Le cancer et les maladies cardiaques, deux principales causes de décès dans le monde, peuvent être plus connectées que nous ne pensions auparavant, selon une nouvelle étude de santé de l'UCLA révélant que certains marqueurs sanguins cardiaques peuvent fortement prédire le risque de cancer futur – même chez les personnes sans antécédents ni symptômes de maladie cardiaque.
L'étude a révélé que de très petites élévations dans deux biomarqueurs cardiaques à haute sensibilité à la troponine cardiaque T (HS-CTNT) et le peptide natriurétique de type N-terminal pro – B (NT-PROBNP) – sont des prédicteurs forts et indépendants du risque de cancer global, avec une incidence plus élevée dans des types spécifiques de cancer. Alors que des niveaux de référence élevés de HS-CTNT et NT-PROBNP étaient associés à un risque accru de cancer colorectal, le NT-PROBNP seul était également lié à un risque plus élevé de développer un cancer du poumon.
« Ces biomarqueurs sont déjà des indicateurs bien connus du risque cardiovasculaire, mais nos résultats suggèrent que leur pouvoir prédictif peut également aller bien au-delà des maladies cardiaques pour englober le risque de cancer, explique le Dr Xinjiang Cai, un cardiologue et médecin-scientifique de l'UCLA, et l'auteur principal de l'étude publié dans le Journal de l'American College of Cardiology: Advances. « L'idée qu'une légère élévation des marqueurs sanguins cardiaques pourrait également aider à signaler les risques de cancer chez les personnes sans problèmes cardiaques connus souligne comment la santé cardiovasculaire interconnectée peut être, au-delà de leurs facteurs de risque communs communs. «
L'étude a analysé les données de 6 244 participants à l'étude multiethnique de l'athérosclérose (MESA), une étude de cohorte prospective des adultes âgés de 45 à 84 ans qui étaient exempts de maladies cardiovasculaires et de cancer entre 2000 et 2002. Les participants ont été suivis pour une médiane de 17,8 ans, au cours desquelles les événements du cancer des incidents ont été obtenus par des registres d'hospitalisation.

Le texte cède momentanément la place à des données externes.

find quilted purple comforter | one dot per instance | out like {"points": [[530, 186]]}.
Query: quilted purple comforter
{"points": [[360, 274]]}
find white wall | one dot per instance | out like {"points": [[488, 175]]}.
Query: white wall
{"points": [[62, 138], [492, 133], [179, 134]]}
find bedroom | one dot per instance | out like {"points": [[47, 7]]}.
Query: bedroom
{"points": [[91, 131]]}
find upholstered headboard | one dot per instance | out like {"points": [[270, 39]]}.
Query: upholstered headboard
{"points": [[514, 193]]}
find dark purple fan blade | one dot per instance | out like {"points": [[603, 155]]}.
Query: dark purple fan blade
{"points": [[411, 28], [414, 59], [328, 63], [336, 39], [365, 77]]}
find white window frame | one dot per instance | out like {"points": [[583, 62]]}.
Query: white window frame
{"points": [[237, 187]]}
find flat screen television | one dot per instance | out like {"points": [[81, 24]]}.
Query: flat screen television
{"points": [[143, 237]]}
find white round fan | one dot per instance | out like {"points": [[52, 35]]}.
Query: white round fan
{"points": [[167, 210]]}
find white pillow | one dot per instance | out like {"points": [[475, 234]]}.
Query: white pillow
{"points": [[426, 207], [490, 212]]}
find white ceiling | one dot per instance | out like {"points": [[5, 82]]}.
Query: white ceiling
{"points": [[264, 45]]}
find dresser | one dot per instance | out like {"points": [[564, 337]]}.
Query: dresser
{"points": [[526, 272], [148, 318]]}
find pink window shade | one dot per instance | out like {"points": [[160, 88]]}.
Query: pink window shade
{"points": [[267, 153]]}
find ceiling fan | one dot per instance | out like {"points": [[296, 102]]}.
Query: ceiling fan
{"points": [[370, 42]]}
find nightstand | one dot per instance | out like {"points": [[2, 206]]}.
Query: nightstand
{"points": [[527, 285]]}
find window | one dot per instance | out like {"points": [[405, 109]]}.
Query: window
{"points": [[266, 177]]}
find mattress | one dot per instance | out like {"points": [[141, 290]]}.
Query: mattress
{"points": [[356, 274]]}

Les chercheurs ont mesuré les niveaux de référence des participants de troponine cardiaque à haute sensibilité (HS-CTNT) et de peptide natriurétique de type N-terminal (NT-PROBNP) et ont examiné l'association entre ces niveaux et le risque de cancer de la sous-séquentiment. « Ces résultats peuvent aider à combler le fosses de connaissances à l'intersection de la cardiologie préventive et de l'on Dit Cai.
Les co-auteurs de l'étude comprennent des experts en médecine cardiovasculaire, en épidémiologie et en sciences de la population de cinq principaux établissements universitaires à travers les États-Unis-UCLA, à l'Université de Washington, à la Johns Hopkins School of Medicine, à l'Institut INOVA Heart and Vascular, et au Lundquist Institute du Harbor-UCla Medical Center.